Uçsuz bucaksız bir sahra misali içimde gerildi bir mahya.
Bir uçdan diğer uça koşamayacak kadar derindir melalim.
Şu içimdeki derin boşluğa bir bak!
Yokluğunun bende yarattığı yokluğunun izleridir dehlizlerim.
Hep çıkmaz sokaklardır benim labirentlerim.

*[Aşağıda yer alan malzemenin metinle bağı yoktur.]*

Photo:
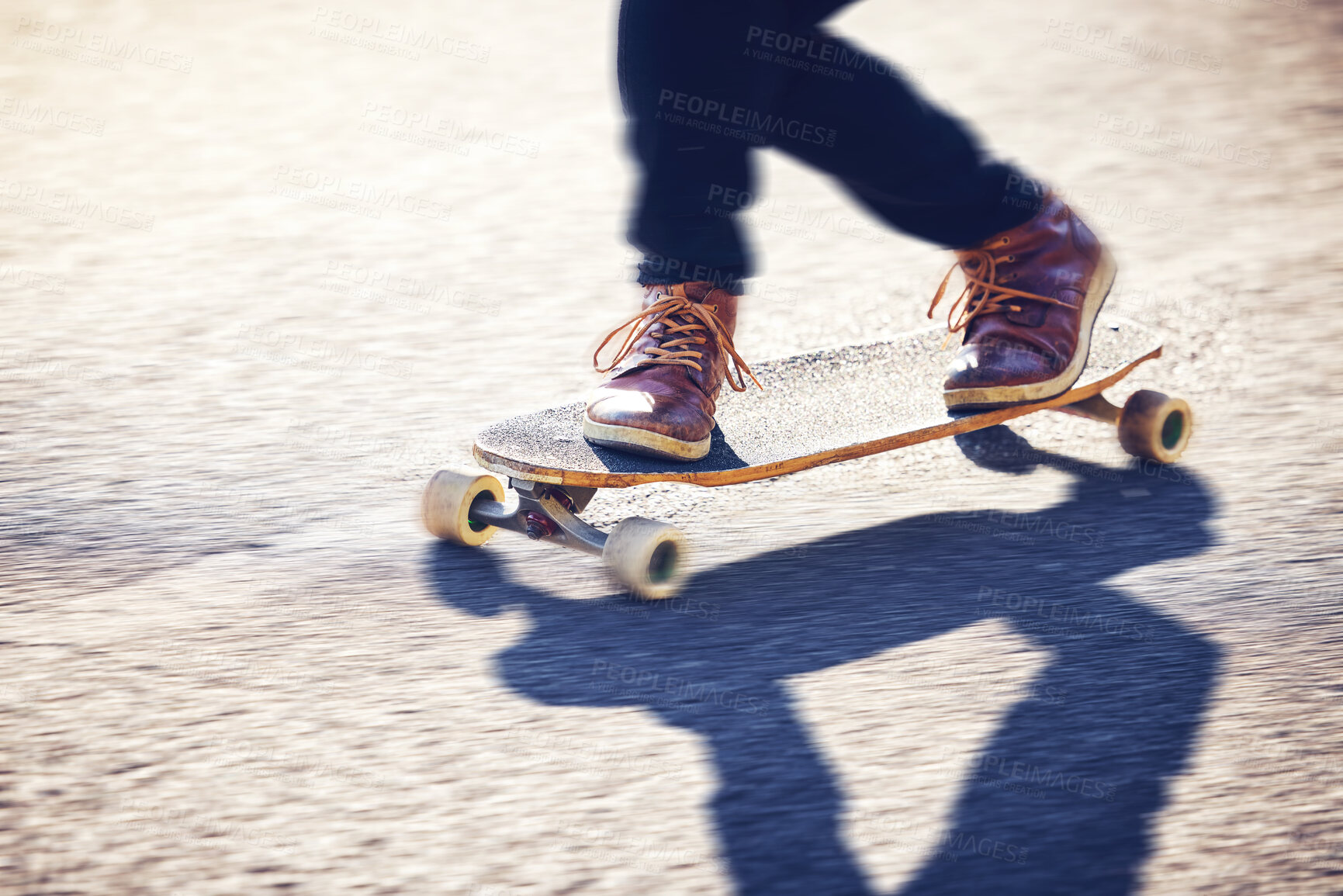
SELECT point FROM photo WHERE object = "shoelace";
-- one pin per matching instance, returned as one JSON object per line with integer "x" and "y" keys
{"x": 982, "y": 295}
{"x": 680, "y": 316}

Şu içimdeki tenhalığa dön bir bak!
Seslerini yitirdi tüm umutlarım.
Sensizliğin izleri böyle parlar hüznümüm soluk renginde.
Savruldu son külleri
sevdamızın.
Kaç sabah yeli esti üzerlerimize, kaç yağmur yağdı, kaç
şimşek çaktı.
Kullaklarımız sağırlaştı gözlerimiz köreldi. en acısı da yüreklerimiz paslandı böyle böyle
Bir bak yüzümdeki
ikindi güneşi yorgunluğuna!
Bir bak ne yaptığına
Bir bak …
Dönüp bakmayışın yüzüme
Duymayışın çaresizliğimin tiz sesini bir lahza;
kimbilir?
hüznümün altındaki öfkemi görmekdendir korman
Bir çığ gibi büydü içimdeki sensizlik
Müphem bir korkunun esiridir benliğim
Ve gelmeyişin…
Sussam duymuyor, konuşsam söylemiyorsun bir kelam
İçimdeki Yokluk yara almış yıkık bir köprü gibi ulaşımsız
Yokluk bir çıkmaz sokak gibi
Yokluk ağzımdaki acı buruk bir tat gibi
Şimdi dön bir bak içime yazdığın yalnızlığın notalarına
Dokun tuşlarına parmak uçlarınla
Sen dokun
Ben feryad edeyim nağmelerini sensizliğimin…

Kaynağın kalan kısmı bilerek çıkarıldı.